Attn: @ccafe
When: TBD. Please comment below if you would like to participate in this event! It will be scheduled once we have a couple interested participants.
A critic I’ve been following on Mastodon recently went out on a treacherous limb with the following comment:
I’m just going to say it, and what happens, happens. My wife and I made a rare foray into popular cinema this evening and watched “Barbie.” She and I agree: What a simplistic, boring film. That made $1 billion? Wow. Meanwhile, almost nobody saw 2023’s “Showing Up,” an exceptional, thoughtful, nuanced, witty film by the brilliant Kelly Reichardt. Go figure. Remind me to stick with art-house films.
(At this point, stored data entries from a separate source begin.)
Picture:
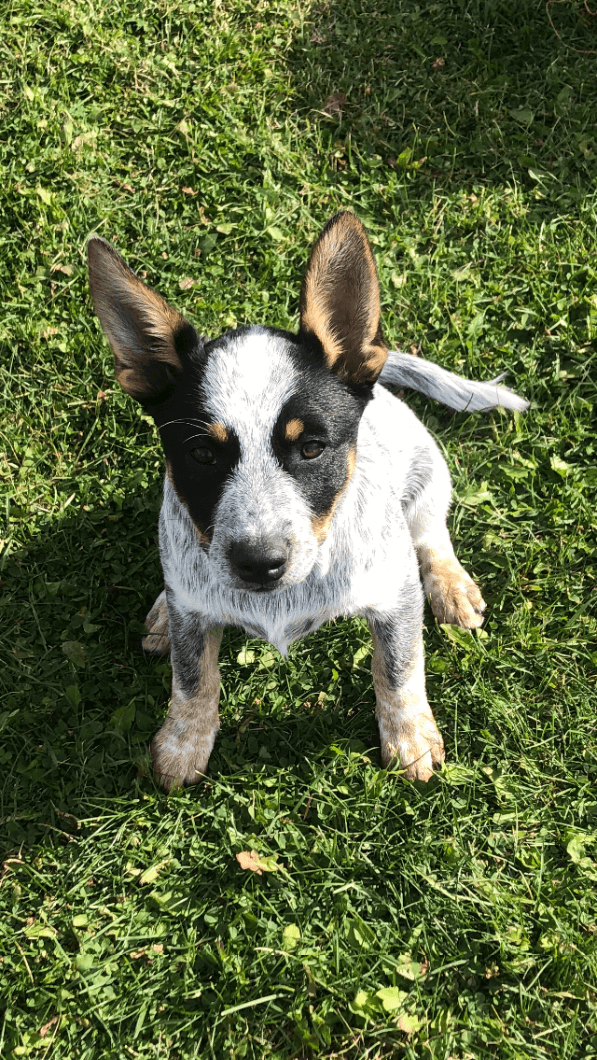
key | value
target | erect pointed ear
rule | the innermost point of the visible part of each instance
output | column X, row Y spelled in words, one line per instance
column 339, row 301
column 144, row 332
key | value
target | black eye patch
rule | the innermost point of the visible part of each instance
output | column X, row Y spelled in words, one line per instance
column 199, row 467
column 318, row 457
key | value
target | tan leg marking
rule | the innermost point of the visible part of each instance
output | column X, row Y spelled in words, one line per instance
column 408, row 734
column 454, row 597
column 157, row 640
column 181, row 747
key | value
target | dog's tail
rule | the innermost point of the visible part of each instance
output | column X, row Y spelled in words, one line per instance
column 464, row 395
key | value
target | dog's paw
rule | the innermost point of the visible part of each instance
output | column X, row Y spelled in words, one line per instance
column 177, row 762
column 157, row 641
column 414, row 747
column 454, row 597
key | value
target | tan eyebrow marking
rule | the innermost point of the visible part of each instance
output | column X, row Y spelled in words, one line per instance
column 321, row 524
column 217, row 430
column 294, row 429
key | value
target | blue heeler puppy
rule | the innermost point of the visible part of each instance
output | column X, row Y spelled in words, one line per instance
column 297, row 489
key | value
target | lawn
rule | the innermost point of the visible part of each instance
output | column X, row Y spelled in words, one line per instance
column 210, row 140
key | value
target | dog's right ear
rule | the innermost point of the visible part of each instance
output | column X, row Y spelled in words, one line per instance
column 146, row 335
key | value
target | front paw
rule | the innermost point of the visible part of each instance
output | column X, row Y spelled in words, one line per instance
column 414, row 747
column 177, row 761
column 454, row 597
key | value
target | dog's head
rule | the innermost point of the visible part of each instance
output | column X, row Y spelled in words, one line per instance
column 259, row 426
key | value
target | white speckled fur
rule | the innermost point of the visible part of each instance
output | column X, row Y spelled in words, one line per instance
column 361, row 564
column 363, row 551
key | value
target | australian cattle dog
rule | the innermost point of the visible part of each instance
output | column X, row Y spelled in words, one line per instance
column 298, row 489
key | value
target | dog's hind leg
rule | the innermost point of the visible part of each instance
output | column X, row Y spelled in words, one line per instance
column 181, row 747
column 157, row 641
column 453, row 595
column 408, row 734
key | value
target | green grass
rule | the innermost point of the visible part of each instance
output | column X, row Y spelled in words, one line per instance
column 211, row 141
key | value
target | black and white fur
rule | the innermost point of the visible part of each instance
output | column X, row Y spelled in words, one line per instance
column 298, row 490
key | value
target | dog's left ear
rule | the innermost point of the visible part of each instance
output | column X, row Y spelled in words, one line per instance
column 339, row 301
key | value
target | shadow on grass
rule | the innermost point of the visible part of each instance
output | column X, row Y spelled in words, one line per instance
column 81, row 701
column 451, row 95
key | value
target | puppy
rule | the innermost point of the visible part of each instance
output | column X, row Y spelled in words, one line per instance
column 297, row 489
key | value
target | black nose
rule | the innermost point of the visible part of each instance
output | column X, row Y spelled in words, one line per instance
column 263, row 563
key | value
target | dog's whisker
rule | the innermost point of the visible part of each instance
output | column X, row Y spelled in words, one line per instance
column 185, row 423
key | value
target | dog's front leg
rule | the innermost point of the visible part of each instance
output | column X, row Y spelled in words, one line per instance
column 408, row 734
column 181, row 747
column 454, row 597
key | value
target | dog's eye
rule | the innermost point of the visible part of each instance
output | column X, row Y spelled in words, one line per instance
column 203, row 454
column 312, row 449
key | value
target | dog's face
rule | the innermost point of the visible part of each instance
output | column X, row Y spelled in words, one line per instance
column 259, row 426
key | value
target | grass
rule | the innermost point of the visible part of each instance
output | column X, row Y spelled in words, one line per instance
column 211, row 141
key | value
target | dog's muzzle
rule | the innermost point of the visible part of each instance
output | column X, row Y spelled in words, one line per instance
column 261, row 565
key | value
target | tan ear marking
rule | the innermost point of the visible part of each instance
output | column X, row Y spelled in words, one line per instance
column 294, row 429
column 218, row 431
column 340, row 301
column 139, row 324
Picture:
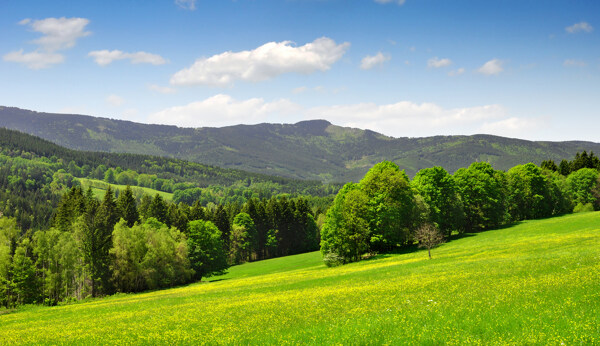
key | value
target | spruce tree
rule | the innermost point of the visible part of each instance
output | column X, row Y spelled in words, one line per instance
column 127, row 207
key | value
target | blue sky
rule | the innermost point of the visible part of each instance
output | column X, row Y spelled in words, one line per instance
column 526, row 69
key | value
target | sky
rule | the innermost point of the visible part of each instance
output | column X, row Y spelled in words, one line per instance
column 405, row 68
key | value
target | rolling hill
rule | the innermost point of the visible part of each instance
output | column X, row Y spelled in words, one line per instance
column 533, row 283
column 315, row 149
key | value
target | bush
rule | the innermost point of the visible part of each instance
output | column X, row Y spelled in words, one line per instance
column 580, row 207
column 333, row 260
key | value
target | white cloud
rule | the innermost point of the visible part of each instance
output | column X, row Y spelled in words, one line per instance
column 299, row 90
column 162, row 90
column 222, row 110
column 401, row 119
column 34, row 60
column 186, row 4
column 492, row 67
column 265, row 62
column 579, row 27
column 368, row 62
column 130, row 114
column 409, row 119
column 58, row 34
column 114, row 100
column 574, row 62
column 457, row 72
column 514, row 127
column 105, row 57
column 399, row 2
column 437, row 62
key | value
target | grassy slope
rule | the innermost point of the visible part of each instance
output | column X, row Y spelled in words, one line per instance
column 306, row 150
column 537, row 282
column 99, row 188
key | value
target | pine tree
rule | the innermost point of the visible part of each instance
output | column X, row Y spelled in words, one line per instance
column 127, row 207
column 158, row 209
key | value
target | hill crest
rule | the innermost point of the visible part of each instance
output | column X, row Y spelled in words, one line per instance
column 311, row 149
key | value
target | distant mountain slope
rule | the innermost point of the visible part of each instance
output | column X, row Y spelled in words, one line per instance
column 307, row 150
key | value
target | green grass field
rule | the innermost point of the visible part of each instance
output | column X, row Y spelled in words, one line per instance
column 534, row 283
column 99, row 188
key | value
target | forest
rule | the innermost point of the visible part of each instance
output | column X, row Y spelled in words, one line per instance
column 386, row 210
column 60, row 242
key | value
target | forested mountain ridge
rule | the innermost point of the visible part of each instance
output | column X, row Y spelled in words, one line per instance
column 306, row 150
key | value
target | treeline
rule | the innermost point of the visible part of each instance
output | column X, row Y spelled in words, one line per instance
column 95, row 248
column 34, row 173
column 97, row 165
column 385, row 209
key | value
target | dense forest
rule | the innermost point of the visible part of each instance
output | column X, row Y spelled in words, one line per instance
column 34, row 173
column 61, row 242
column 315, row 149
column 386, row 210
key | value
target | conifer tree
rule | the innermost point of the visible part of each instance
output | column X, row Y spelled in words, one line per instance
column 127, row 207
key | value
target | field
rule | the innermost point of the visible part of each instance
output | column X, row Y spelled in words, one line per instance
column 99, row 188
column 537, row 282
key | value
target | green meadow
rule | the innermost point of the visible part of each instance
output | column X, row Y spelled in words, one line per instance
column 537, row 282
column 99, row 189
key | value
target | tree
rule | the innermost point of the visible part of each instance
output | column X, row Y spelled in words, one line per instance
column 127, row 256
column 428, row 237
column 346, row 229
column 205, row 247
column 439, row 192
column 149, row 256
column 23, row 275
column 528, row 193
column 127, row 207
column 109, row 176
column 244, row 239
column 481, row 189
column 158, row 209
column 582, row 183
column 391, row 205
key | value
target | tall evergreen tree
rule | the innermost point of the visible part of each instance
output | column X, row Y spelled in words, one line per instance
column 127, row 207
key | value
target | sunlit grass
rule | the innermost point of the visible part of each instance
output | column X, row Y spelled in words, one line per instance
column 99, row 189
column 534, row 283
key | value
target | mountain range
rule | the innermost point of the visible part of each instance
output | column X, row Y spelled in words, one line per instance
column 315, row 149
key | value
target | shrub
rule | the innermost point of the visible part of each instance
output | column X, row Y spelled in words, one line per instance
column 580, row 207
column 332, row 259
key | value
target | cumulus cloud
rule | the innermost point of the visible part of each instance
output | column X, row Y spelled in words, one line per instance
column 34, row 60
column 299, row 90
column 514, row 127
column 265, row 62
column 399, row 2
column 57, row 34
column 492, row 67
column 186, row 4
column 105, row 57
column 437, row 62
column 579, row 27
column 368, row 62
column 574, row 62
column 222, row 110
column 409, row 119
column 457, row 72
column 114, row 100
column 162, row 90
column 401, row 119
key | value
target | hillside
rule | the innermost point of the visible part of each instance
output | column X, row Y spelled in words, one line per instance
column 534, row 283
column 306, row 150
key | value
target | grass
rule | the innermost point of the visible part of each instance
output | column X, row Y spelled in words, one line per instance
column 534, row 283
column 99, row 188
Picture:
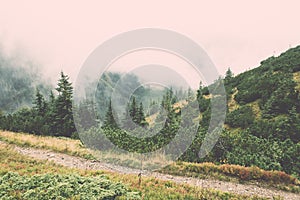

We got into a friendly little exchange, because I basically agreed, though I thought the movie was fun enough when I saw it with Kayla and the girls. I particularly appreciated Rhea Perlman’s role, and no doubt, there were some good lines (like the last one). Still, I questioned how well Barbie would hold in 20 years, once we’re past this weird cultural moment.
But then I went and saw the trailer for Showing Up, and it looked pretty good. So it occurred to me that this could be a interesting film to talk about in an upcoming Café—if anyone else would be up for watching it, too. It relates directly to themes near and dear to my heart: the struggle of being an artist while dealing with all the demands of life and the f’d-upness of society (which at the same time keeps things interesting, if also exasperating). This film might also segue into a book I’ve brought up before and might propose that we read as a follow-up, Lewis Hyde’s classic, The Gift.
Here is a preview for Showing Up:
Watching / Listening
It will cost you $5. You can find it streaming in all the usual places:
Seed Questions
- How necessary is “friction” to the creative process—or to life?
- What is the role of community in shaping an artist’s work?
- Why should we care about artistic work that is small, subtle, slow, organic, or in other ways antithetical to the speed and size of modern life?